Strawberry Blueberry Pineapple Preserves. Or maybe I should call them Blueberry Strawberry Pineapple Preserves. Either way, it's a mouthful. Oh! I know! P.B.S. Preserves! It rolls off the tongue nicely, and I'm sure the folks at Sesame Street would love it.
For my second canning experience, I decided to go off the cuff and come up with my own combination. I was sold when I asked Ang and Michael if they thought strawberries, blueberries and pineapple would make tasty preserves and they answered with a resounding 'YES'!
I have never heard of pineapple in preserves, and I don't know if they are supposed to be used in that way, but I figured, what the heck, I'll give it a try. I referenced a strawberry preserve recipe I found on the internet and got to work.

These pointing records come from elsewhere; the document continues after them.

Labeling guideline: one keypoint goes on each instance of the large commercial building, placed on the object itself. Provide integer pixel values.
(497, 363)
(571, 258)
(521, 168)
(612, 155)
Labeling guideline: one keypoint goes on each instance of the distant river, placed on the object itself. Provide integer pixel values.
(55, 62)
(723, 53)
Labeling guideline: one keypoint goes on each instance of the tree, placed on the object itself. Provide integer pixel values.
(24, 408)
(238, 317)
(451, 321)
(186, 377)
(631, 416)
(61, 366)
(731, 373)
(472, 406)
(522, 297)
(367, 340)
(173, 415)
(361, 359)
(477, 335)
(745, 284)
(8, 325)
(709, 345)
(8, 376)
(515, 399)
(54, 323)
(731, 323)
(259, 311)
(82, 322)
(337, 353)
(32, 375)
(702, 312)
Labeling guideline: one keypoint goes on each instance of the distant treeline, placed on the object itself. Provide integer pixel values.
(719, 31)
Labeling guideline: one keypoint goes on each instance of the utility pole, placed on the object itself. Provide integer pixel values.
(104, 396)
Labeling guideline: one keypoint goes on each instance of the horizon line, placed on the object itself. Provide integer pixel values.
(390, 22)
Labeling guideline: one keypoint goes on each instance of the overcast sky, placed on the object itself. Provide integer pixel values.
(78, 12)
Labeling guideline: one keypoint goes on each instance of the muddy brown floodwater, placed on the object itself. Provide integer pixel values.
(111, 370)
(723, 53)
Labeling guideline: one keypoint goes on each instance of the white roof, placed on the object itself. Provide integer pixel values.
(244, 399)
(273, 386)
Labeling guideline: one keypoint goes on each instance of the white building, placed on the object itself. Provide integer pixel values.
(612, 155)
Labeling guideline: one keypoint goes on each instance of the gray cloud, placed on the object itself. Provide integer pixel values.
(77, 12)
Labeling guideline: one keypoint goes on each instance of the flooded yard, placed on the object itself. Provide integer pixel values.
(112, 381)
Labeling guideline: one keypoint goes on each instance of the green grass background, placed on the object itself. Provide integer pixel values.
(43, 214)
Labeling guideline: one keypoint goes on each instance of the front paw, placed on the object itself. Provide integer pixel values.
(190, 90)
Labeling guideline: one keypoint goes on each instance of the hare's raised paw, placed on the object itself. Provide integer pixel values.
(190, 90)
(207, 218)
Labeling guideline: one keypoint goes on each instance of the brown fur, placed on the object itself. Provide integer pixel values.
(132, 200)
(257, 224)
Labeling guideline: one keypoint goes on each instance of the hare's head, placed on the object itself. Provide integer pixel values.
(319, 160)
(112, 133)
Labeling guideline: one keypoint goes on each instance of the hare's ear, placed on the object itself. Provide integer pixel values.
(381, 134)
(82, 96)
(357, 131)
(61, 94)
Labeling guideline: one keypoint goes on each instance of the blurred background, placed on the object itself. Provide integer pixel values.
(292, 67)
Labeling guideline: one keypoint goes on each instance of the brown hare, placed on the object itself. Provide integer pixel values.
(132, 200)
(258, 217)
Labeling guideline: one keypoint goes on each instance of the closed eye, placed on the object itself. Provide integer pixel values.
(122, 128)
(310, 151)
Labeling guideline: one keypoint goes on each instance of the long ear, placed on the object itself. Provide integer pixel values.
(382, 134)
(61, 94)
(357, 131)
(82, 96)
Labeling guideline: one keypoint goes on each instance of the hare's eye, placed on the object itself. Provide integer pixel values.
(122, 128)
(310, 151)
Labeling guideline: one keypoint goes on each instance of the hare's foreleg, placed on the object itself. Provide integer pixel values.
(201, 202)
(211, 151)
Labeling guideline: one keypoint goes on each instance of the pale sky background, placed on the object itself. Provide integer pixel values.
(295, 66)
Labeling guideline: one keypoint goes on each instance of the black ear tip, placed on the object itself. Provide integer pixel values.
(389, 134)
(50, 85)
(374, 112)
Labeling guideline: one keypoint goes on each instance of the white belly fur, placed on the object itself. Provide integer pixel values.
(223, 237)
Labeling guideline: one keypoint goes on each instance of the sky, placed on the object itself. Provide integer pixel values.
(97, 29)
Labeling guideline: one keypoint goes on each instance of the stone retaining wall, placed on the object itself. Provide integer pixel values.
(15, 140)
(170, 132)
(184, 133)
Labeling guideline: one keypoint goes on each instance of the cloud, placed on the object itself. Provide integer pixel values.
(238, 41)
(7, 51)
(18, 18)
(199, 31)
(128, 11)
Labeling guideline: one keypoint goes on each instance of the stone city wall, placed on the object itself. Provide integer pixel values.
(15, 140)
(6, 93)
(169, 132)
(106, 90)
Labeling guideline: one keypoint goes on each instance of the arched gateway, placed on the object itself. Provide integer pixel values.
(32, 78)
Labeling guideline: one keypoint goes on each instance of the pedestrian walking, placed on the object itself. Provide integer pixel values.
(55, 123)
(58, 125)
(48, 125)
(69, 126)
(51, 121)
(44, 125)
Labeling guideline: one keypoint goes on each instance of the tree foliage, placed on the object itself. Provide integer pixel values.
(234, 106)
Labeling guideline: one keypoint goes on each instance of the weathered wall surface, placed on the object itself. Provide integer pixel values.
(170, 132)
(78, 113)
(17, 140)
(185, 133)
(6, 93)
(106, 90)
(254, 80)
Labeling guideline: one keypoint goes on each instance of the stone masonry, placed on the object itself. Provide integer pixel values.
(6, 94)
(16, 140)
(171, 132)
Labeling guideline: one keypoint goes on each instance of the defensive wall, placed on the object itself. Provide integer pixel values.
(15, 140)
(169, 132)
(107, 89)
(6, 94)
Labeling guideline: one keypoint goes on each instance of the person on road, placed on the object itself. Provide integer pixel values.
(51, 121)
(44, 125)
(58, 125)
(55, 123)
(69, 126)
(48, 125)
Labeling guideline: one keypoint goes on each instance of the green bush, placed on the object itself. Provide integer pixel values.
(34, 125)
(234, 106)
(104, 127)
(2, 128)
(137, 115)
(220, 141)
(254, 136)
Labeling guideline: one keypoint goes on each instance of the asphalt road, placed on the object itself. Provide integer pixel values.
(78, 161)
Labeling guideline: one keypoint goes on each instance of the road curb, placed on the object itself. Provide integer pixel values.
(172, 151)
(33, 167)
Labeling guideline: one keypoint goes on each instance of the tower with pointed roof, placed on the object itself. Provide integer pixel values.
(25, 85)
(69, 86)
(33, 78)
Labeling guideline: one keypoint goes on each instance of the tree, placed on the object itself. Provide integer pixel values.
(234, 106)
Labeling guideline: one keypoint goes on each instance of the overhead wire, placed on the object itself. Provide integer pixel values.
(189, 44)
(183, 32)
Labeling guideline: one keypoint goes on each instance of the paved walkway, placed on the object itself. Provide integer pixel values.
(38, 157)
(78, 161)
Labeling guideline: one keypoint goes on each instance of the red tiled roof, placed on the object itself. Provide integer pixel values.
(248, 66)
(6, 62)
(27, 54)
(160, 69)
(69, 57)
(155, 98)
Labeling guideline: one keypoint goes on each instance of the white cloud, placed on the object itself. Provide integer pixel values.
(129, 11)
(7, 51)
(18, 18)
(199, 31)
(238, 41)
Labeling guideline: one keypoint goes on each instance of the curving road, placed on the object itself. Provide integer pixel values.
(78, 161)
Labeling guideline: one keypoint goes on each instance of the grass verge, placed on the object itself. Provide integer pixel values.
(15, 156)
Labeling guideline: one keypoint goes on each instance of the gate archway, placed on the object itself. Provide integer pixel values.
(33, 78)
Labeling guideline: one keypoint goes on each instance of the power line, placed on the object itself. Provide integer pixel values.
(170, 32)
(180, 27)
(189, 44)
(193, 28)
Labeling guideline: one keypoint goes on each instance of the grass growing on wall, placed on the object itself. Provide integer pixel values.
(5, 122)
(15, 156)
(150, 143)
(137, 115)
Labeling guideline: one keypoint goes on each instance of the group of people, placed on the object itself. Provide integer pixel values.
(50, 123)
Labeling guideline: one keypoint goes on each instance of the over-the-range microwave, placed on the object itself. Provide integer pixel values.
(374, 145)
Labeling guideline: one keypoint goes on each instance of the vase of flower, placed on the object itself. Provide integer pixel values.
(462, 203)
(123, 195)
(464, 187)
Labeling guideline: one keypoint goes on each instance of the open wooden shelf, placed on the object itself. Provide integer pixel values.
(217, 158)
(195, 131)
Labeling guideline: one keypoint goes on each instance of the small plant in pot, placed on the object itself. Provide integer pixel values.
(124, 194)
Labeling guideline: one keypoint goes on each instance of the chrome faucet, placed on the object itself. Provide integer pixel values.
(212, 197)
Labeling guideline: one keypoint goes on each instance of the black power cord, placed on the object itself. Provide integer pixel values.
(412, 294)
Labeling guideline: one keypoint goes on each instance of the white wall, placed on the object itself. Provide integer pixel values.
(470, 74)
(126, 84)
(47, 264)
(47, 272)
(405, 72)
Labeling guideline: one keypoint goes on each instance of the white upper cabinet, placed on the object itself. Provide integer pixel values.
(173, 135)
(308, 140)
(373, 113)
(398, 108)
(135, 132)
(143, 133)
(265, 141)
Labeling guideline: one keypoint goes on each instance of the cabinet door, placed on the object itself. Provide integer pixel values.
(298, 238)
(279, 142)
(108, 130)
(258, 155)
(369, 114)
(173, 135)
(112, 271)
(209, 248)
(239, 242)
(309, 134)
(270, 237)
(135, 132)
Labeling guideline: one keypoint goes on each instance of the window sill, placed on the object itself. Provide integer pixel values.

In a large pot I combined fresh strawberries, frozen blueberries, and canned pineapple (juice and all) together with sugar and some lemon juice, and set it on the stove. I brought the mixture to temperature and used the same frozen plate test I did with the orange marmalade. Once the mixture quickly jelled on the frozen plate, I was ready for the jars.
The whole thing came together quite quickly, but the proof was in the taste. Not having any biscuits around this time, I had to settle for a piece of toast. The flavors were sensational! The strawberry and blueberry flavors shine, and the pineapple comes through as well, even though most of the chunks practically disintegrated while cooking. It has the perfect sweetness for my taste, as well.
My second canning experience was a success and it was exciting to try something new. I was also lucky enough to get dozens of 8 oz. jars from Margie, chock full of canning memories past. All but guaranteeing many more canning adventures to come.